Do identical activity patterns in fast and slow motor axons exert the same influence on the twitch time of cat skeletal muscle?

Abstract

The fast-twitch flexor digitorum (the lateral head; equivalent to the flexor hallucis longus) and slow-twitch soleus muscles of the cat were denervated, and the 2 nerves immediately reunited to one or the other muscle. Contraction times of the dually reinnervated muscle were examined 9 wk post-operatively in response to separate stimulation of its own and the foreign nerve. Over a 5 wk period before the terminal experiment, a variety of artificial activity patterns was imposed on the 2 nerves. Following the dual-union operation, the flexor digitorum muscle was preferentially reinnervated by its own nerve. The soleus muscle showed no evidence of preferential reinnervation. When neural activity was not artificially modified, the dually reinnervated flexor digitorum or soleus muscle showed faster contractions in response to stimulation of the flexor digitorum nerve than to stimulation of the soleus nerve.
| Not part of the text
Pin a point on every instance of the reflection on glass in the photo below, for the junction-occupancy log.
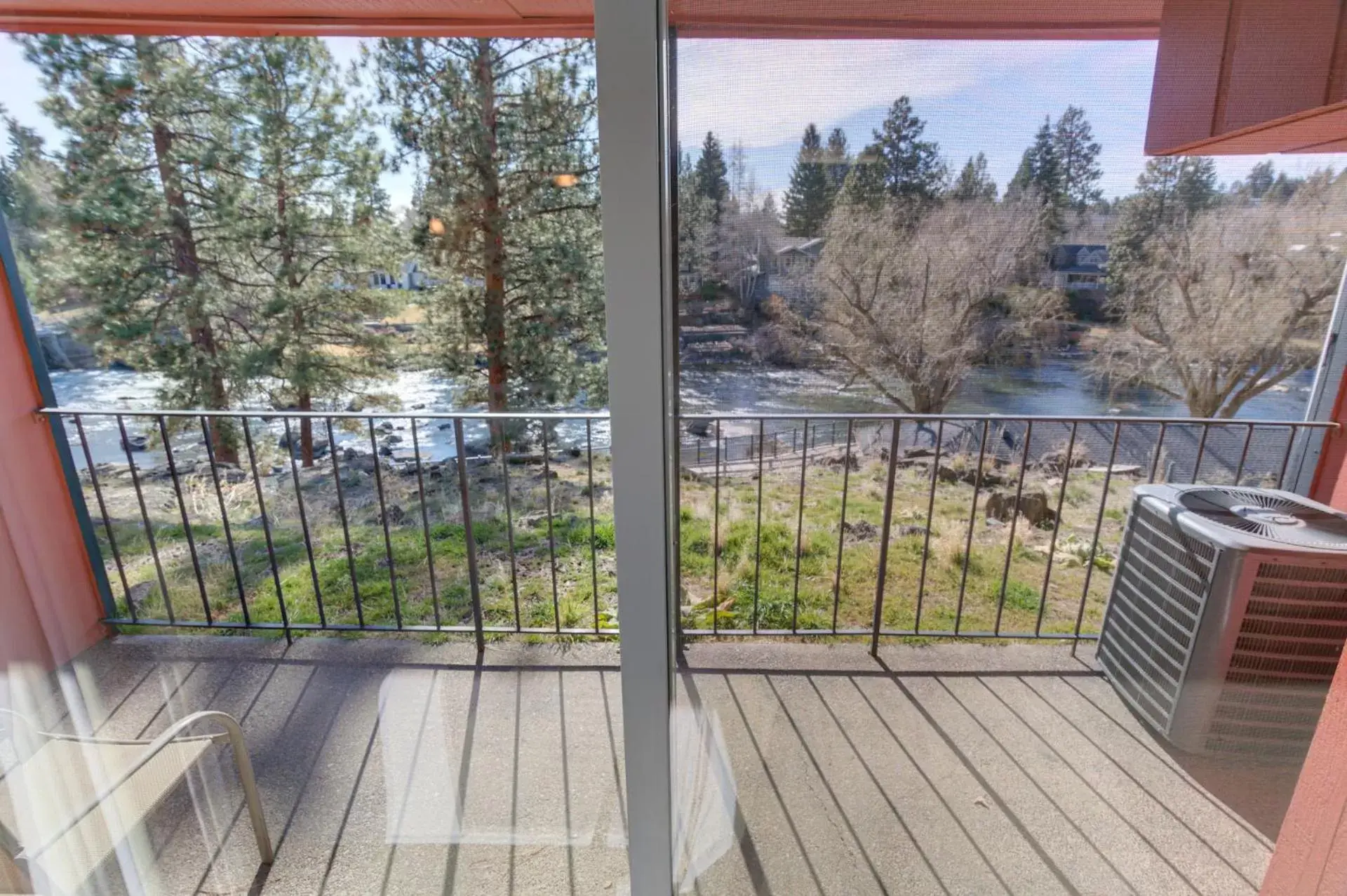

Following a 5 wk period in which neural activity was virtually eliminated by cord transection or in which the 2 nerves were stimulated at the same frequency, the contraction times of the dually reinnervated soleus muscle were the same in response to stimulation of either nerve. Under the experimental conditions described above (cord transection of nerve stimulation), the dually reinnervated flexor digitorum muscle showed a significantly faster contraction in response to stimulation of its own nerve than to stimulation of the soleus nerve. When neural activity is absent or identical in pattern, motoneurons normally innervating the fast- or slow-twitch muscles exert the same influence on contracting times of the soleus muscle. The dependence of contraction times of the dually reinnervated flexor digitorum muscle upon the type of the innervating motoneuron may be explained either by selective reinnervation of a particular group of muscle fibers or by different trophic substances emanating from the motoneurons.